Infatti, a poche ore dall’arresto dei due strippatissimi criminali, subito il padre di Foffo è andato a impoltronarsi in diretta TV da Bruno Vespa per difendere a spada tratta il figlio, arrogantemente e decisamente fuori luogo nei confronti dei poveri genitori della vittima. Definendolo come un “bravo ragazzo”, a fatica spinto ad ammettere che il figliolo da un anno era senza patente perché alcolista e strafatto di coca era finito a sbattere contro un cassonetto.

E chissà che effetto ha fatto al genitore, pochi giorni dopo, quando ha appreso dai giornali che il figlio Manuel ha dichiarato agli inquirenti che aveva da un bel pezzo il desiderio d’uccidere proprio il padre, perché era troppo arrogante e l’aveva emarginato nelle attività aziendali di famiglia.
Anche Prato, totalmente innamorato del Foffo tanto da travestirsi da donna per lui, gli confessò eccitato l’avversione totale per il proprio padre tanto da fomentarsi a vicenda d’odio e sangue in tre giorni di straordinaria follia. Alla ricerca d’una vittima qualsiasi, prima nella gay street e poi su Grindr, e uccidere “giusto per vedere l’effetto che fa”. Non è più nemmeno una “Strage del Circeo”, con Donatella Colasanti violentata da neo-fascisti drogati e salvata in extremis dentro il cofano di un’auto, con addosso una sua amica morta, nel settembre 1975. Ma in Foffo e Prato non c’è più ideologia politica né odio sessista (al processo i moralisti incolparono le ragazze perché “se l’erano cercata”) ma solo odio egoista, ribellione infantile e tanta presunzione.

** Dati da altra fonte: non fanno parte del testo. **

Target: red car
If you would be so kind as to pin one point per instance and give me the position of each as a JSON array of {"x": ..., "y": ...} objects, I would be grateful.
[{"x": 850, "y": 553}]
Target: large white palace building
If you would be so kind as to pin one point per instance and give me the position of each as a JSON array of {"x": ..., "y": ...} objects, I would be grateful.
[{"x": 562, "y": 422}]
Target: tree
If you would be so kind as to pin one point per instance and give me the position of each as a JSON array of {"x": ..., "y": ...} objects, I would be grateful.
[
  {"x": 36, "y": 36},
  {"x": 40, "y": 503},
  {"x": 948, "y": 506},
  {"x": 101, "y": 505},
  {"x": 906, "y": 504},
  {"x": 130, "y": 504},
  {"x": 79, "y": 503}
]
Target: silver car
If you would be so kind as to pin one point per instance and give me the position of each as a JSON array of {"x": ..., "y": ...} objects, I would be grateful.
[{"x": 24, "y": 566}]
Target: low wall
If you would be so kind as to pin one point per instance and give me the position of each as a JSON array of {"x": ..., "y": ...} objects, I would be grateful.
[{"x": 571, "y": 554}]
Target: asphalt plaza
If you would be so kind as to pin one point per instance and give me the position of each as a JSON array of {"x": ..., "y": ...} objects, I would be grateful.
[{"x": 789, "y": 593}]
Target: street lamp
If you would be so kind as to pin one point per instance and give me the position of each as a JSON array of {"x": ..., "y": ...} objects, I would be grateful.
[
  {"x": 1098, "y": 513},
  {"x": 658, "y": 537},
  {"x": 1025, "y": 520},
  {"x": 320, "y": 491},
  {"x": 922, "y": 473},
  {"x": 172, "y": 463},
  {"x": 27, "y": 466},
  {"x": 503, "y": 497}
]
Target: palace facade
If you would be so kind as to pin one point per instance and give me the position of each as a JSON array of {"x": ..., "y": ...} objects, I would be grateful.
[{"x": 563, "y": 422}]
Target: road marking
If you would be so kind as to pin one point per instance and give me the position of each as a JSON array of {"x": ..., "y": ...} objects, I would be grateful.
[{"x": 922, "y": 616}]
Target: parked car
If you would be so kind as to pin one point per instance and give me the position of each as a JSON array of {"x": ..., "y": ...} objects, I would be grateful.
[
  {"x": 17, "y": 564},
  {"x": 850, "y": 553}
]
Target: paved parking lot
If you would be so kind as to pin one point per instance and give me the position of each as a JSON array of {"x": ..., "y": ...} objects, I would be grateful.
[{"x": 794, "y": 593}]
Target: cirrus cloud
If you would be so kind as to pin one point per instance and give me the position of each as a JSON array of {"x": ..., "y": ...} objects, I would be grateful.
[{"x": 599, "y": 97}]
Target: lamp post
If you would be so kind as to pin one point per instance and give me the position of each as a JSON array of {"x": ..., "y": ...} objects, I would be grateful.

Ma risalgo ancora più in là, citando un film di Hitchcock del 1948, ispirato a un fatto realmente accaduto. In cui due studenti cripto-gay, dal quoziente intellettivo straordinario, strangolano con un cappio un proprio amico. Poi lo nascondono dentro una cassapanca allestendoci sopra un party con bibite e stuzzichini per degli amici, intessendo un gioco d’astuzia sadomaso con un loro professore “per vedere che effetto fa” se vengono scoperti. Credendo che l’intelligenza li ponga al di sopra di tutte le regole, anzi di poterne riscriverne i limiti. Ed è ironico che il titolo di questo capolavoro fosse Cocktail per un cadavere, tenendo conto che Marco Prato era proprio un PR da discoteca e organizzava una famosa seratina da aperitivo chic ogni domenica, andata in scena anche con lui in galera.

E ora il massacro di Luca Varani s’è visto “che effetto ha fatto”: incominciato come una fiction irreale di due persone lampantemente malate di mente, condito con tanto narcisismo, è poi deflagrato in una bomba sociologica in pubblico. Pur di sentirsi protagonisti di qualcosa, come negli svariati autoscatti seriali da bel tenebroso selfie-killer di Marco Prato su Facebook. Un profilo totalmente pubblico, come quello della vittima e della sua fidanzata Marta Gaia Sebastiani, cui in questi giorni tutti i media hanno attinto a post e fotografie. Mai come in questo caso s’erano viste tante immagini relative a un criminale e alla sua vittima. Rendendo la cosa ancora più morbosa, come in un reality senza fine.

Ed è proprio questo l’effetto che il delitto fa. Con tutti i danni collaterali del fatto che investono anche noi. Vittima e carnefici non “come noi” ma inseparabilmente con noi.